Além de Rejeny e do casal Dalton-Maria Amélia, outros artistas compõem a tripulação do barco-museu Santa Maria. O fotógrafo Juarez Cavalcanti e o vídeoartista Pedro Octávio já estavam na primeira edição do projeto, em 2011. Este ano, o “Cinema no Balanço nas Águas – Segunda Edição” incorpora também o designer gráfico Jorge Santos e o professor de cinema de animação Ricardo Elia – este, a exemplo da primeira edição do “Cinema”, que convidou o grafiteiro paulistano Zezão, é o convidado especial da segunda edição do projeto.

Anima Mundi
Formado em Cinema pela PUC do Rio, Ricardo Elia é professor de cinema de animação desde 2007 no projeto Anima Escola, que ensina técnicas de stop-motion para crianças da rede pública fluminense de ensino. Desde 2004, é monitor da oficina de massinha no Anima Mundi (Festival Internacional de Animação do Brasil) e, em 2012, roteirizou cinco curtas-metragens com temática infanto-juvenil para a TV Brasil.

De acordo com o diretor do festival Anima Mundi e coordenador dos cursos de animação no Rio, Marcos Magalhães, a oficina que será levada aos jovens dos povoados Ilha do Ferro e Entremontes “desmitifica a tecnologia audiovisual, mostrando que animação pode ser feita com poucos recursos e com muita imaginação e talento”

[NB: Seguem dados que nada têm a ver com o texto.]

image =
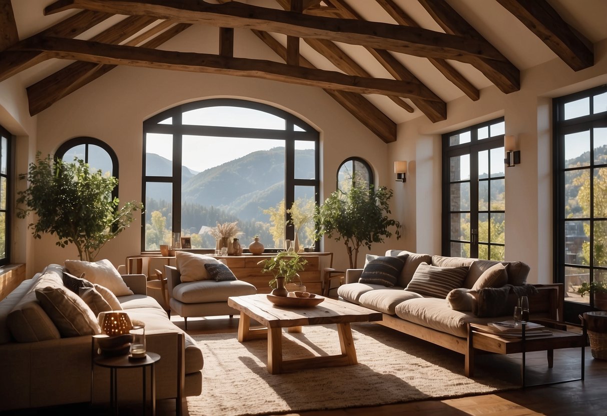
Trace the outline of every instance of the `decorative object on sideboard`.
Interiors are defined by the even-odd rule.
[[[396,161],[394,163],[394,173],[396,174],[396,182],[407,182],[407,161]]]
[[[510,167],[521,163],[521,151],[517,150],[517,139],[516,136],[504,136],[504,150],[506,151],[506,158],[504,163]]]

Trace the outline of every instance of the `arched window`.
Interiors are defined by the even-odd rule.
[[[64,163],[72,163],[74,158],[88,163],[92,170],[101,169],[103,174],[118,178],[118,158],[107,143],[93,137],[75,137],[64,142],[55,156]],[[118,185],[112,191],[112,198],[118,198]]]
[[[367,187],[374,183],[373,171],[367,161],[354,156],[342,162],[337,169],[337,189],[347,192],[354,185],[364,183]]]
[[[319,136],[303,120],[259,102],[213,99],[151,118],[143,134],[142,250],[171,244],[172,233],[191,237],[192,249],[213,249],[209,228],[234,221],[244,247],[258,235],[266,249],[282,249],[299,230],[300,245],[317,248],[311,218],[300,223],[319,186]]]

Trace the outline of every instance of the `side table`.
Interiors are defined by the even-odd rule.
[[[110,406],[114,414],[118,415],[118,378],[117,372],[119,368],[141,368],[142,370],[141,389],[143,392],[142,399],[142,414],[146,414],[146,390],[147,387],[146,367],[150,367],[150,396],[152,401],[152,415],[156,414],[156,378],[154,375],[154,364],[160,360],[160,355],[155,352],[148,352],[145,358],[129,359],[128,355],[119,357],[95,357],[93,360],[95,365],[110,369]]]

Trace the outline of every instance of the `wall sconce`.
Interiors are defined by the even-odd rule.
[[[396,182],[407,182],[407,161],[395,162],[394,173],[396,174]]]
[[[511,167],[521,163],[521,151],[515,150],[517,147],[516,136],[504,136],[504,150],[506,150],[504,163],[506,166]]]

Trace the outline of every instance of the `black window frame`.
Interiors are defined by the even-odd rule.
[[[209,107],[239,107],[262,111],[283,118],[285,130],[272,130],[254,127],[234,127],[225,126],[184,125],[182,115],[188,111]],[[171,124],[160,124],[168,118],[172,118]],[[304,131],[296,130],[295,126]],[[212,98],[192,101],[176,106],[156,114],[143,122],[143,136],[141,164],[141,200],[146,201],[146,185],[148,182],[171,183],[172,186],[172,233],[181,232],[181,152],[182,138],[185,135],[214,136],[226,137],[242,137],[245,138],[276,139],[285,140],[285,206],[290,207],[295,199],[296,186],[314,186],[314,202],[320,203],[320,133],[314,127],[302,119],[284,110],[269,104],[238,98]],[[172,135],[172,176],[148,176],[146,174],[146,139],[148,133]],[[305,141],[314,142],[314,179],[299,179],[294,178],[295,142]],[[288,208],[287,208],[288,209]],[[293,240],[295,236],[294,227],[290,222],[290,215],[285,213],[287,225],[285,238]],[[142,253],[155,250],[145,249],[146,217],[141,213],[141,250]],[[314,243],[314,250],[318,251],[320,243]],[[266,249],[266,252],[275,252],[280,249]]]
[[[594,238],[594,224],[597,218],[594,216],[594,185],[591,186],[589,217],[580,217],[573,218],[565,218],[565,172],[578,170],[588,170],[590,171],[590,178],[594,177],[595,169],[607,167],[606,164],[595,164],[594,159],[594,133],[593,128],[607,127],[607,112],[593,114],[594,102],[592,97],[598,94],[607,93],[607,85],[599,86],[584,91],[569,94],[552,99],[552,123],[553,123],[553,195],[554,195],[554,281],[557,283],[566,284],[565,281],[565,268],[573,267],[580,269],[588,269],[589,270],[589,281],[592,282],[594,278],[594,271],[596,270],[607,270],[607,266],[600,266],[594,264],[594,244],[592,243]],[[565,119],[565,105],[566,103],[589,98],[589,114],[586,116],[575,117],[569,119]],[[590,131],[590,163],[588,166],[568,168],[565,166],[565,136],[567,134],[588,129]],[[591,180],[591,184],[592,181]],[[605,220],[598,220],[605,221]],[[588,266],[569,263],[565,258],[565,224],[568,221],[588,221],[590,224],[590,264]],[[565,288],[566,292],[567,288]],[[591,294],[589,296],[589,304],[565,300],[565,318],[575,319],[578,315],[584,312],[594,309],[594,297]]]

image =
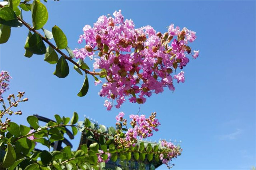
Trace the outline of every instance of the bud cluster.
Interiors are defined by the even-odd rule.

“As animações”, diz ele, “são feitas com materiais simples, como lápis e papel, massinha de modelar, recortes de papel etc. Mas o projeto também conta com um software especialmente desenvolvido para este fim, o Muan, que é livre e gratuito para três sistemas (Linux, Windows e Macintosh) e pode ser baixado no site www.animaescola.com.br”.

Magalhães afirma que as oficinas realizadas fora do Rio – como a recentemente realizada em Porto Velho (Rondônia) – tiveram ótimos resultados, integrando as técnicas trazidas pelos professores do Anima Escola com as peculiaridades da cultura local.

“Ricardo Elia, o professor que designamos para esta participação no ‘Balanço das Águas’, tem ampla experiência com animação e cinema e é um dos mais capacitados e experientes membros de nossa equipe. Ele certamente terá a sensibilidade de fazer emergir, no resultado das atividades das oficinas que fará nessas localidades alagoanas, os talentos e conteúdos próprios e singulares da região.”

“A animação”, continua o diretor do Anima Mundi, “é uma linguagem perfeita para isso, pois tem o dom inerente de combinar diversas linguagens artísticas”

“Os cursos do Anima Escola sempre capacitam os participantes a traduzir em imagens em movimento as suas próprias imagens e ideias, sem estabelecer padrões ou formatos prontos”, conclui Magalhães, avisando que a cultura local “é mais do que bem vinda a enriquecer os filmes que serão produzidos durante as atividades e exibidos no final das oficinas”.

Checagem do barco
Neste mês de outubro, a equipe do “Cinema no Balanço das Águas – Segunda Edição” fará uma primeira inspeção às condições do barco-museu Santa Maria, que mais uma vez fará o deslocamento entre os dois povoados localizados nos municípios sertanejos de Pão de Açúcar e Piranhas.

“Precisamos fazer a manutenção do barco e os primeiros contatos com os nossos apoios locais”, explica a capitã Maria Amélia Vieira.

Os trabalhos das oficinas de fotografia (com Juarez Cavalcanti), de vídeo (com Pedro Octávio), de cenografia (com Rejeny Rocha) e de animação (com Ricardo Elia) – todos abertos à visitação pública – serão realizados nos dias 7, 8 e 9 de dezembro na Ilha do Ferro, e nos dias 10, 11 e 12 em Entremontes. O Sebrae-AL e o Sesc-AL, além da Galeria Karandash (av. Moreira e Silva, Farol), apóiam o projeto.